Em entrevista, Bolsonaro atribui decisão de tirar filósofo do comando do Ministério da Educação à ‘questão de gestão’

No mesmo dia em que anunciou a demissão do filósofo Ricardo Vélez Rodríguez do Ministério da Educação, o presidente Jair Bolsonaro disse nesta segunda-feira, 8, que outros ministros também podem perder seus cargos, em caso “de problemas”. “Os outros ministérios, se apresentarem problemas, a gente toma a decisão. É triste, é difícil mandar alguém embora. A responsabilidade é minha”, disse ele, em entrevista à Rádio Jovem Pan.

Bolsonaro disse que a demissão de Vélez se deveu a uma “questão da gestão”. “Lamentavelmente o ministro não tinha essa expertise com ele.” Essa é a segunda baixa de um ministro do governo Bolsonaro, que está completando a marca dos 100 dias de administração. O primeiro a sair foi Gustavo Bebianno, que ocupava a Secretaria-Geral da Presidência.

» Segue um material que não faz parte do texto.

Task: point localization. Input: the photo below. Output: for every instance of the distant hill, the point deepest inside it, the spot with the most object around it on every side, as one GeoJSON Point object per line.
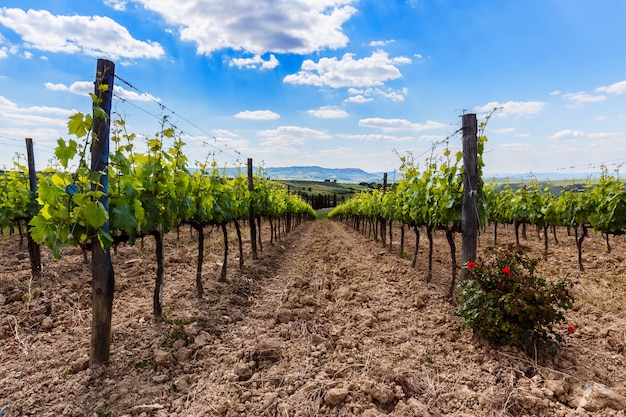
{"type": "Point", "coordinates": [315, 173]}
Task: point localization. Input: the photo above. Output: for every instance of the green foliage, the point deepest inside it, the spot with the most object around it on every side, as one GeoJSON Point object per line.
{"type": "Point", "coordinates": [504, 302]}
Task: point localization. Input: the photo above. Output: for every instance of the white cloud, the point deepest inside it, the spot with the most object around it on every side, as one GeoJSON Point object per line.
{"type": "Point", "coordinates": [358, 99]}
{"type": "Point", "coordinates": [95, 36]}
{"type": "Point", "coordinates": [257, 115]}
{"type": "Point", "coordinates": [287, 136]}
{"type": "Point", "coordinates": [379, 138]}
{"type": "Point", "coordinates": [583, 97]}
{"type": "Point", "coordinates": [258, 26]}
{"type": "Point", "coordinates": [516, 146]}
{"type": "Point", "coordinates": [381, 43]}
{"type": "Point", "coordinates": [328, 112]}
{"type": "Point", "coordinates": [254, 62]}
{"type": "Point", "coordinates": [518, 108]}
{"type": "Point", "coordinates": [56, 87]}
{"type": "Point", "coordinates": [12, 113]}
{"type": "Point", "coordinates": [568, 134]}
{"type": "Point", "coordinates": [225, 133]}
{"type": "Point", "coordinates": [617, 88]}
{"type": "Point", "coordinates": [371, 71]}
{"type": "Point", "coordinates": [393, 125]}
{"type": "Point", "coordinates": [504, 131]}
{"type": "Point", "coordinates": [119, 5]}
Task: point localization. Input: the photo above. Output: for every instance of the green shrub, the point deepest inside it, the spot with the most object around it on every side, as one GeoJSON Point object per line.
{"type": "Point", "coordinates": [504, 302]}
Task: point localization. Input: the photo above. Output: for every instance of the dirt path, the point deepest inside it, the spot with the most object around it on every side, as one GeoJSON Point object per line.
{"type": "Point", "coordinates": [325, 323]}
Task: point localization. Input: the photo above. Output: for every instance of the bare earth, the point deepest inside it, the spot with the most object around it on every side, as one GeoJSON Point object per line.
{"type": "Point", "coordinates": [325, 323]}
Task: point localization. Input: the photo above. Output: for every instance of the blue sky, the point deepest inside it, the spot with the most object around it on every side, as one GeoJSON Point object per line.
{"type": "Point", "coordinates": [334, 83]}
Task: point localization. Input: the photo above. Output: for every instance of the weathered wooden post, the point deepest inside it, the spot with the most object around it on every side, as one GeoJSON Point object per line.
{"type": "Point", "coordinates": [252, 213]}
{"type": "Point", "coordinates": [34, 250]}
{"type": "Point", "coordinates": [103, 277]}
{"type": "Point", "coordinates": [470, 191]}
{"type": "Point", "coordinates": [383, 222]}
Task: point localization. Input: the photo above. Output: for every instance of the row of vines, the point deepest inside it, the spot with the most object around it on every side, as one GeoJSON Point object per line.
{"type": "Point", "coordinates": [430, 198]}
{"type": "Point", "coordinates": [151, 192]}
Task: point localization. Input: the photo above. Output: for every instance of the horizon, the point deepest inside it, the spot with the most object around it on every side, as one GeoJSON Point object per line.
{"type": "Point", "coordinates": [333, 84]}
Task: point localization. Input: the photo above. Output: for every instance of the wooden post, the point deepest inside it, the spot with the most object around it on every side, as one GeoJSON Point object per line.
{"type": "Point", "coordinates": [252, 213]}
{"type": "Point", "coordinates": [103, 277]}
{"type": "Point", "coordinates": [34, 250]}
{"type": "Point", "coordinates": [470, 191]}
{"type": "Point", "coordinates": [383, 222]}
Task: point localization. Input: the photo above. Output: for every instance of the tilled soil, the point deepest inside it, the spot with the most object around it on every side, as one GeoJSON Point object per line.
{"type": "Point", "coordinates": [326, 323]}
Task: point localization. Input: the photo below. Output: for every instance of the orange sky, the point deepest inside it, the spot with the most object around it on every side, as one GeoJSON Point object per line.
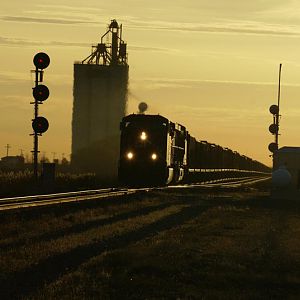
{"type": "Point", "coordinates": [211, 65]}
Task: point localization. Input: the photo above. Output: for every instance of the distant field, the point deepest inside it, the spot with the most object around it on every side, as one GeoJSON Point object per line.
{"type": "Point", "coordinates": [23, 183]}
{"type": "Point", "coordinates": [158, 245]}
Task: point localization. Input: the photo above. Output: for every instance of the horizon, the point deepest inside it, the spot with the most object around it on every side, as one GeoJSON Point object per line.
{"type": "Point", "coordinates": [214, 71]}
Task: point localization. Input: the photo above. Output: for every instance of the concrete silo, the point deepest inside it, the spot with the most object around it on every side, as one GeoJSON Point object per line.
{"type": "Point", "coordinates": [100, 96]}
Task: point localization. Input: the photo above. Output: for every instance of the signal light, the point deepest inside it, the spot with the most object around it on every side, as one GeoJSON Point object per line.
{"type": "Point", "coordinates": [273, 147]}
{"type": "Point", "coordinates": [40, 125]}
{"type": "Point", "coordinates": [40, 92]}
{"type": "Point", "coordinates": [41, 60]}
{"type": "Point", "coordinates": [274, 109]}
{"type": "Point", "coordinates": [273, 128]}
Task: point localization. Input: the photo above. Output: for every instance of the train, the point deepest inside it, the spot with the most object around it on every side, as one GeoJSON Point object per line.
{"type": "Point", "coordinates": [155, 151]}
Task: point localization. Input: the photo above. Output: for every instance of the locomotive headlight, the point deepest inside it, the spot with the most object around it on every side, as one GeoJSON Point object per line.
{"type": "Point", "coordinates": [154, 156]}
{"type": "Point", "coordinates": [143, 136]}
{"type": "Point", "coordinates": [129, 155]}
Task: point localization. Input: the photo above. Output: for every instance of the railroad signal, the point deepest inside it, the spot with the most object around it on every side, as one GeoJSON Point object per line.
{"type": "Point", "coordinates": [40, 125]}
{"type": "Point", "coordinates": [41, 60]}
{"type": "Point", "coordinates": [273, 128]}
{"type": "Point", "coordinates": [40, 92]}
{"type": "Point", "coordinates": [274, 109]}
{"type": "Point", "coordinates": [273, 147]}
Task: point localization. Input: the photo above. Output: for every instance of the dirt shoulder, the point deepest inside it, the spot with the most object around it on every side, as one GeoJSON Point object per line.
{"type": "Point", "coordinates": [159, 245]}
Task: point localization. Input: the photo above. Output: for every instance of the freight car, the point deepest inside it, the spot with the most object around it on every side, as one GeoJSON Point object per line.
{"type": "Point", "coordinates": [156, 151]}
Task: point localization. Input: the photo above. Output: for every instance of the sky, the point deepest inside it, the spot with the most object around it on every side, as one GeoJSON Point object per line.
{"type": "Point", "coordinates": [209, 65]}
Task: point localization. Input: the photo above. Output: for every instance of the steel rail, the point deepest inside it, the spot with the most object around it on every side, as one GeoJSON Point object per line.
{"type": "Point", "coordinates": [42, 200]}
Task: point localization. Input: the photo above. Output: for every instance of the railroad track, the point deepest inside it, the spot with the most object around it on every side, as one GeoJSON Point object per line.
{"type": "Point", "coordinates": [59, 198]}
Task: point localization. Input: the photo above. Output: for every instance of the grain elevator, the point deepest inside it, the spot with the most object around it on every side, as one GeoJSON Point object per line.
{"type": "Point", "coordinates": [99, 103]}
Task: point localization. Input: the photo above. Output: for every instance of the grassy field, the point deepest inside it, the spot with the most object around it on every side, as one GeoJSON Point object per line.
{"type": "Point", "coordinates": [160, 245]}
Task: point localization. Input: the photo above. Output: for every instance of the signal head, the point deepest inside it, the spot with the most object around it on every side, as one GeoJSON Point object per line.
{"type": "Point", "coordinates": [41, 60]}
{"type": "Point", "coordinates": [273, 128]}
{"type": "Point", "coordinates": [40, 125]}
{"type": "Point", "coordinates": [273, 147]}
{"type": "Point", "coordinates": [40, 92]}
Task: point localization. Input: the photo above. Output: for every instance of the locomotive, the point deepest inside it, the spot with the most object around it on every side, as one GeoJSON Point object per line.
{"type": "Point", "coordinates": [155, 151]}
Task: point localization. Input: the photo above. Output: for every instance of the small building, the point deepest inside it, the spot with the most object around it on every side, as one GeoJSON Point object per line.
{"type": "Point", "coordinates": [288, 158]}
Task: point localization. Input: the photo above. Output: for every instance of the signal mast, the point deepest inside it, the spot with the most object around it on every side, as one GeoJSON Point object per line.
{"type": "Point", "coordinates": [275, 111]}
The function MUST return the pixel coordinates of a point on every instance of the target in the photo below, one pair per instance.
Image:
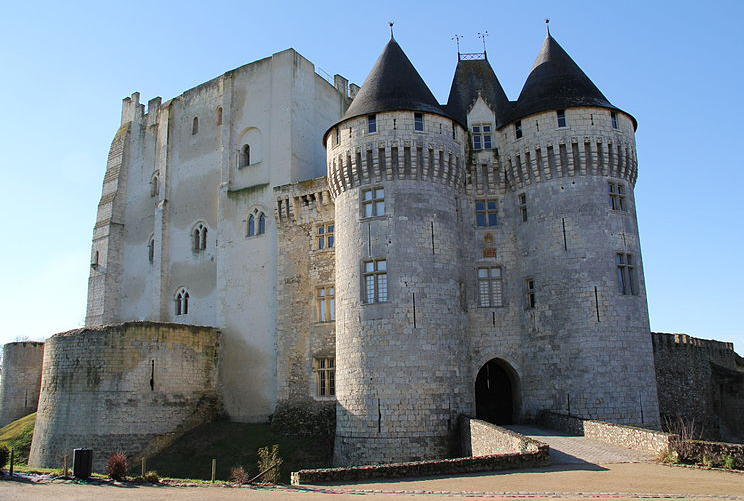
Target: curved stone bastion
(19, 388)
(131, 387)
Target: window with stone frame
(373, 202)
(325, 376)
(490, 287)
(626, 274)
(371, 124)
(522, 197)
(418, 122)
(486, 212)
(617, 196)
(375, 281)
(325, 303)
(325, 236)
(561, 116)
(182, 302)
(531, 300)
(199, 237)
(482, 136)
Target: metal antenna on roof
(457, 38)
(483, 36)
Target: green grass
(233, 444)
(17, 435)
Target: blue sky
(677, 67)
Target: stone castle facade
(367, 253)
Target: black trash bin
(82, 462)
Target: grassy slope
(233, 444)
(18, 436)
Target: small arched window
(182, 302)
(199, 237)
(151, 249)
(256, 223)
(251, 225)
(245, 155)
(262, 224)
(154, 185)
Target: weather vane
(457, 38)
(483, 36)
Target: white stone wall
(21, 380)
(280, 107)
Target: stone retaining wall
(540, 457)
(479, 438)
(639, 439)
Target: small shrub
(116, 466)
(238, 475)
(4, 455)
(269, 462)
(152, 477)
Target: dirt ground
(614, 481)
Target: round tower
(570, 164)
(21, 380)
(395, 167)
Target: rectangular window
(561, 118)
(626, 280)
(375, 281)
(490, 289)
(486, 213)
(325, 301)
(530, 291)
(371, 124)
(373, 202)
(617, 196)
(418, 122)
(523, 206)
(325, 236)
(325, 376)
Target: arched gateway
(496, 392)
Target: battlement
(300, 202)
(664, 340)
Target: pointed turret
(556, 82)
(393, 84)
(472, 77)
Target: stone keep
(21, 380)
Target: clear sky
(675, 66)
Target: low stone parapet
(639, 439)
(495, 462)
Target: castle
(270, 245)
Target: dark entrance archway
(494, 393)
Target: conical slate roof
(470, 78)
(556, 82)
(393, 84)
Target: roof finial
(457, 38)
(483, 36)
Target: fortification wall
(699, 381)
(21, 380)
(128, 387)
(306, 326)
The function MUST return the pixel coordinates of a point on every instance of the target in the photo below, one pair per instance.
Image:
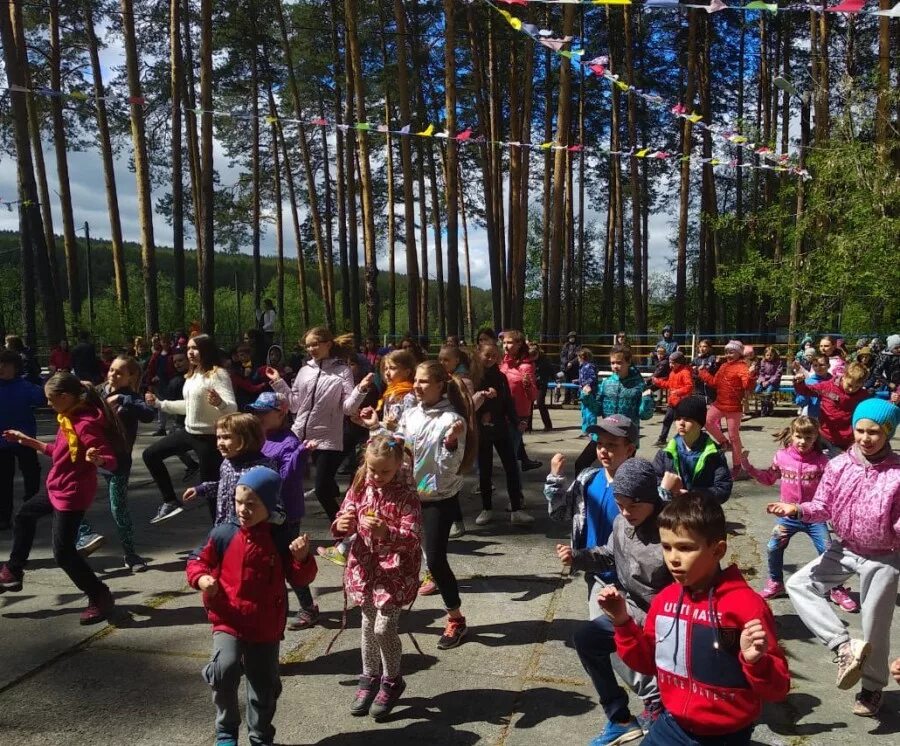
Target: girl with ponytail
(90, 437)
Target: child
(799, 465)
(860, 495)
(709, 638)
(692, 461)
(839, 397)
(18, 398)
(241, 573)
(679, 383)
(587, 382)
(239, 438)
(496, 418)
(440, 432)
(770, 371)
(383, 512)
(633, 544)
(288, 455)
(731, 381)
(120, 391)
(89, 437)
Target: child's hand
(345, 523)
(565, 554)
(557, 464)
(783, 510)
(375, 524)
(613, 604)
(754, 641)
(299, 548)
(208, 585)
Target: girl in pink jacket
(90, 436)
(860, 495)
(382, 508)
(799, 466)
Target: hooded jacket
(384, 572)
(252, 600)
(711, 473)
(436, 469)
(321, 396)
(692, 645)
(836, 407)
(862, 501)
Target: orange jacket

Ainda durante a entrevista, o presidente falou sobre indicações para compor cargos de segundo escalão na administração pública. Bolsonaro tem sido criticado por setores no Congresso, que reclamam de falta de espaço no governo. “Se eles (ministros) aceitarem qualquer indicação do primeiro escalão deles, eles são responsáveis por isso. Nós cobramos produtividade no final da linha”, afirmou Bolsonaro, endossando que não há, da parte dele, indicações para cargos em ministérios. “Segundo escalão é responsabilidade de cada ministro. (Em outros governos) Nenhum (dos ministros) teve essa liberdade até hoje.”

Carlos. Também durante a entrevista, o presidente rebateu os ataques feitos a um de seus filhos, o vereador do Rio de Janeiro Carlos Bolsonaro (PSC). Para Bolsonaro, Carlos “até deveria ter um cargo de ministro”. “Ele que me botou aqui, a mídia dele”, disse o presidente, referindo-se à gestão feita por Carlos de seus perfis nas redes sociais durante a campanha eleitoral. Entretanto, segundo o presidente, Carlos não estaria “pleiteando um cargo de ministro”. “Poderia botá-lo”, reafirmou.

Bolsonaro afirmou ainda que apoiaria o fim da reeleição para o Executivo em uma eventual proposta de reforma política. “A pressão é muito forte para que eu, se estiver muito bem, obviamente, me candidatar (em 2022). Mas (durante a campanha) era minha pretensão (acabar com reeleição) vindo dentro de uma reforma política, que não depende de mim, o próprio Parlamento pode resolver esse assunto se quiser”, respondeu ele.